HypVector is a JavaScript library for storing and querying embedding vectors directly out of Apache Parquet files. It builds on hyparquet and hyparquet-writer so that a Parquet file on S3 (or local disk) acts as the vector database — any client can run similarity search over HTTP range requests, without a server in between.
- Works in browsers and node.js
- Self-describing files (dimension, metric, normalization, cluster centroids in Parquet KV metadata)
- Exact and approximate (binary + cluster + rerank) search out of the box
- Minimizes data fetching using HTTP range requests
- Includes TypeScript definitions
At 156k 384-dim wiki embeddings (249 MB), a single top-10 query reads ~6 MB across ~160 ranged HTTP fetches with ~91% recall against an exact full scan. Over a localhost HTTP server with 20 ms of injected per-request latency, the rerank path lands at ~140 ms/query vs ~360 ms for an exact full scan.
In the browser, pass a URL string as source and HypVector wraps it as a cached async buffer for ranged HTTP reads.

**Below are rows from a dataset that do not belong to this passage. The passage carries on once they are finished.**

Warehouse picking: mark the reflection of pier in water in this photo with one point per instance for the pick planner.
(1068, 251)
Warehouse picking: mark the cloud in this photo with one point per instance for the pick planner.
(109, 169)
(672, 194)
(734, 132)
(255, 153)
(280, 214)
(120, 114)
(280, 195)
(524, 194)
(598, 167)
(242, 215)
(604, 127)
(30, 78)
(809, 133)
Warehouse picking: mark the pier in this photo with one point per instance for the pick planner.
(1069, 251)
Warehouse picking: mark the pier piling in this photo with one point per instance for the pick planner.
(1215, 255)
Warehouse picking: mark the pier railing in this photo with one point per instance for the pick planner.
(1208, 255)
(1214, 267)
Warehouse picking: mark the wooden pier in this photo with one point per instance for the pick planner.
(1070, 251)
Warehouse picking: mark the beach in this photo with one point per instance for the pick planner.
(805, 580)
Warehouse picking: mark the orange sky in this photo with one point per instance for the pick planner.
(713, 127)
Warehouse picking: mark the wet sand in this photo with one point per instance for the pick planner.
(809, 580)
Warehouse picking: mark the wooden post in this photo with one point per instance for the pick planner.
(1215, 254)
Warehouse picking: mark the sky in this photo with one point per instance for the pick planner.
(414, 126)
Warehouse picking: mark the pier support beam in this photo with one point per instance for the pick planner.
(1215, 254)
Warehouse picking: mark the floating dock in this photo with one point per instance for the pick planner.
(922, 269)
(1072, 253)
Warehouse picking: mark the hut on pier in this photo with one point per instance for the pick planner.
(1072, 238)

Embed the query with the same model used at write time:
const { searchVectors } = await import('https://cdn.jsdelivr.net/npm/hypvector/src/index.js')
const results = await searchVectors({
source: 'https://example.com/vectors.parquet',
query: queryVec, // Float32Array of length `dimension`
topK: 10,
})
for (const { id, score } of results) {
console.log(score, id)
}To search a local Parquet file in a node.js environment, pass a file path:
import { searchVectors } from 'hypvector'
const results = await searchVectors({
source: 'vectors.parquet',
query: queryVec,
topK: 10,
})Note: hypvector is published as an ES module.
Create a Parquet file from any sync or async iterable of { id, vector }:
import { fileWriter } from 'hyparquet-writer'
import { writeVectors } from 'hypvector'
await writeVectors({
writer: fileWriter('vectors.parquet'),
dimension: 384,
normalize: true, // L2-normalize on write; lets search skip sqrt for cosine
binary: true, // also write 1-bit-per-dim sign column for binary+rerank search
clusters: 128, // k-means clusters for phase-1 pruning (implies binary: true)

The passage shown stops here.